Сабатини, родным языком которого был итальянский, стал английским писателем.
Интерес к истории определился у Сабатини с детства. Этому немало способствовала обстановка итальянского городка, где он родился и вырос. Здесь все дышало стариной. Средневековые городские стены, древние соборы, заброшенные палаццо будили романтическое воображение. Увлечение историей он пронес через годы учения, ради него отказался от едва начавшейся деловой карьеры. Историю, ставшую теперь предметом его профессионального интереса, Сабатини хотелось сделать атмосферой собственной жизни. Об этом можно судить по местам жительства, которые он себе выбирал, хотя имеющиеся сведения крайне неполны. Лишь дважды упоминается имя Сабатини в недавно изданном и отличающемся чрезвычайной подробностью «Литературном географическом справочнике Англии». Предупреждая, что о жизни этого романиста почти ничего не известно, автор сообщает два его лондонских адреса, а рассказ о литературном прошлом старинного городка Кокемет в графстве Камберленд завершает упоминанием того, что сюда постоянно приезжал на лето в последний период своей жизни Сабатини. Легко представить, что влекло писателя в этот уголок северной Англии. В этом городке «озерного края», давшего название поэтическому литературному течению «лейкистов» (от английского «lаке» — озеро), сохранились не только памятники средневековой архитектуры, здесь родился и жил знаменитый поэт-романтик Уильям Уордсворт, сюда заезжал Стивенсон, о чем он вспоминал впоследствии в своих путевых заметках. Этот город описал в одном из своих произведений английский писатель Хью Уолпол, современник Сабатини.

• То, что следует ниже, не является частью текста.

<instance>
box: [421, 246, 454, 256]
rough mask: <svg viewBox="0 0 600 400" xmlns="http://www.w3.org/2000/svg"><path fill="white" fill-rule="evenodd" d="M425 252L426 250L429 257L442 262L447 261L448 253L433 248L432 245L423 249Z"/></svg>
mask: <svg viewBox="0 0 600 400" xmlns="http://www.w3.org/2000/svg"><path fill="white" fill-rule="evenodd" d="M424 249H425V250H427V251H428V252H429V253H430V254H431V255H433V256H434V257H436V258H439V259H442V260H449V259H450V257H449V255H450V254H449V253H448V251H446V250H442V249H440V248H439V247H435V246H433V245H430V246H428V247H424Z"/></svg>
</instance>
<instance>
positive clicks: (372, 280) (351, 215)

По другим имеющимся сведениям, в течение продолжительного времени постоянным местом жительства Сабатини был юго-запад Англии. Вдали от шумного Лондона он купил старую мельницу, стоявшую на берегу реки Уай. Окружающая местность славилась не только замечательным видом, здесь, на границе Англии и Уэльса, все дышало историей. К югу от реки тянулись непроходимые уэльские болота, на северном берегу в далеком прошлом основывались первые крепостные поселения саксов, чтобы отражать набеги непокорных валийцев. В центральном городе графства, где бывал Дефо, сохранились памятники начиная с X века, а некоторые здания XVII века, избежавшие последующих реконструкций, дают живое представление об Англии того времени, которое более всего интересовало Сабатини. Здесь он вел уединенный образ жизни, увлекался рыбной ловлей и, конечно, писал книги. Хотя, как заявил Сабатини в одном из интервью: «Мне безразлично, что другие напишут романы лучше моих, но я ненавижу того, кто поймает больше рыбы»,- возможно, имея в виду рецензентов, которые относились к его писательству пренебрежительно, как к литературной продукции «Граб-стрит».
Это нарицательное выражение вошло в английский язык от названия улицы в лондонском Сити, где в XVII-XVIII веках жили бедные литераторы, зарабатывавшие на жизнь журналистикой, компиляторством и всякого рода литературной поденщиной. Название улицы (оно указывало на то, что здесь был водосток и она кишела червями и гусеницами) стало обозначать низкопробную литературу. Во времена Мильтона, Свифта, Дефо этими словами как уничижительным прозвищем пользовались в литературной полемике. А достаточно было появиться пиратскому изданию, явлению тогда вполне обычному (так было с сочинениями Дефо, с переводами арабских сказок), как это объявляли делом рук писаки с Граб-стрит. Улица, столь неблагозвучно называвшаяся, в начале прошлого века получила имя английского поэта Джона Мильтона. Весь район этой центральной части Лондона, разрушенный фашистскими бомбежками в годы второй мировой войны, теперь заново отстроен. Здесь расположился жилой, музейный и культурный центр Барбикан с театрами, концертными залами и литературными мемориалами. «Граб-стрит» среди них нет, но в языке слово осталось. Только смысл его постепенно менялся. В знаменитом романе Дж. Гиссинга «Новая Граб-стрит» (1891) изображался тяжелый труд писателя-работа как любая другая, с обязательной каждодневной нормой «продукции», измерявшейся тысячами слов. Писательство превратилось в ремесло далеко не всегда в первоначальном его значении, указывающем на решающую роль личного мастерства. Но это уже был вопрос таланта. Профессионализм же стал повсеместным.
Сабатини мог обижаться на невнимание критиков, но не читателей. В его литературной жизни были периоды, о которых говорят, как о «буме Сабатини». Но произведения его не равноценны по своим художественным достоинствам. Для читателей последующих поколений он остался автором двух-трех романов. Да и в судьбе его лучших книг были полосы не только большого успеха, но и почти полного забвения.